Zé Eduardo

Personal information
- Full name: José Eduardo de Araújo
- Date of birth: 16 August 1991 (age 34)
- Place of birth: Uberaba, Brazil
- Height: 1.86 m (6 ft 1 in)
- Position: Midfielder

Youth career
- 2003–2008: Cruzeiro

Senior career*
- Years: Team / Apps / (Gls)
- 2008–2009: Cruzeiro / 1 / (0)
- 2009–2010: Maga / 0 / (0)
- 2009–2010: → Ajax (loan) / 0 / (0)
- 2010–2011: → Parma (loan) / 2 / (0)
- 2011–2014: Parma / 4 / (0)
- 2012: → Empoli (loan) / 14 / (0)
- 2012–2013: → Padova (loan) / 33 / (4)
- 2013–2014: → OFI (loan) / 33 / (3)
- 2014–2016: Cesena / 13 / (1)
- 2015–2016: → Lanciano (loan) / 16 / (0)
- 2016–2017: Bragantino / 0 / (0)
- 2017: Boavista / 0 / (0)
- 2017–2019: FC Wil / 53 / (4)
- 2020–2021: Sandefjord / 22 / (1)
- 2023: Maguary / 6 / (0)
- 2023: Banga / 7 / (0)

International career
- 2008: Brazil U19
- 2009–2011: Brazil U20

= Zé Eduardo (footballer, born 1991) =

Brazilian footballer

José Eduardo de Araújo (born 16 August 1991), or simply Zé Eduardo, is a Brazilian professional footballer who plays as a defensive midfielder. He can also play at full-back or on either wing, but sees central midfield as his strongest position.

==Club career==
Zé Eduardo began his career in 2003 with Cruzeiro Esporte Clube. He made his debut in the last match of the 2008 Campeonato Brasileiro Série A, replacing Henrique in the final minutes.

In August 2009, Zé Eduardo joined Associação Maga Esporte Clube (which was effectively an investing company) for €500,000 and signed a five-year contract. Maga held 75% of his transfer rights while Cruzeiro held the remaining 25%.

On 31 August 2009, he was loaned to Ajax. On 9 June 2010, Ajax chose not to activate the option to buy Zé Eduardo, and he moved back to Associação Maga Esporte Clube.

In July 2010, he joined Italian Serie A side Parma on loan from Maga for €500,000 and was called up to pre-season camp. He was a member of its youth team, though was also awarded the number 22 shirt of the first team. He played in 2011 Torneo di Viareggio.

In July 2012, he joined Serie B side Padova on loan.

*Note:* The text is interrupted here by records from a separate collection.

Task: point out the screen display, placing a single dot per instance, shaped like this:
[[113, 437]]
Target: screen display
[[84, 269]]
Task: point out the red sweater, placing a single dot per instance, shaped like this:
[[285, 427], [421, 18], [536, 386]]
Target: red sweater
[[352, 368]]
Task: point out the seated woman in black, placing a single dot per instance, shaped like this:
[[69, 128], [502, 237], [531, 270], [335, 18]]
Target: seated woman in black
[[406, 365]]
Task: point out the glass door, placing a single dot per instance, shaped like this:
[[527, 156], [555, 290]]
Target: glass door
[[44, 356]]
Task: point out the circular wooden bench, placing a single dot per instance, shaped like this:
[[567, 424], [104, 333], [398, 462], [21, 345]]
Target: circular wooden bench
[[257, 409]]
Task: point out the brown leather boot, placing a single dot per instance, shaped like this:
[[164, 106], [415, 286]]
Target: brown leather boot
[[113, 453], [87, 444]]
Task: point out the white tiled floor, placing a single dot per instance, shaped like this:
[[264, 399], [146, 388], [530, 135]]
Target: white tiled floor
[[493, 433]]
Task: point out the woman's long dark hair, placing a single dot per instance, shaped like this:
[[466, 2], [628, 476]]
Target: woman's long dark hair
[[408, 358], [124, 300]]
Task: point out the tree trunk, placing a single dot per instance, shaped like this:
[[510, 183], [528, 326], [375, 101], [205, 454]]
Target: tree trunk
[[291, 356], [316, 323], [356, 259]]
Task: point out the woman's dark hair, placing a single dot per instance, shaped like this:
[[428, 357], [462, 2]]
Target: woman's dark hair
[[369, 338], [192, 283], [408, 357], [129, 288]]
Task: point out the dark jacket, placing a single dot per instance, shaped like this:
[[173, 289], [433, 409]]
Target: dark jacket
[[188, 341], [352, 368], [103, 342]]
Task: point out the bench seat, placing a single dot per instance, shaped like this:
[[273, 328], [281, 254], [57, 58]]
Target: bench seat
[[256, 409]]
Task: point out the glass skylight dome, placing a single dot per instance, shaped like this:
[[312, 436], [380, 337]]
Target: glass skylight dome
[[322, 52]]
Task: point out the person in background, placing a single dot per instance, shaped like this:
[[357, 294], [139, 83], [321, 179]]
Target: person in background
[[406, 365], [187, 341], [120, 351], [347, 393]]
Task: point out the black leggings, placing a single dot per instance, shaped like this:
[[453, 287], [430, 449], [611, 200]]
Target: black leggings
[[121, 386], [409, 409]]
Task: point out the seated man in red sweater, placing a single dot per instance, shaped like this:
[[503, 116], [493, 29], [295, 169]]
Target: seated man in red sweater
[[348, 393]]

In August 2013, he moved to Greek club OFI on loan.

In July 2014, Zé Eduardo joined Cesena for an undisclosed fee.

On 8 August 2015, Zé Eduardo joined Lanciano in a temporary deal.

On 10 March 2020, Zé Eduardo joined Sandefjord on a one-year contract.

==International career==
Ze Eduardo is also former Brazil U-19 member and played for the Brazil national under-20 football team from 2009 to 2011. Dudu was formerly member of the U-16 of his homeland Brazil.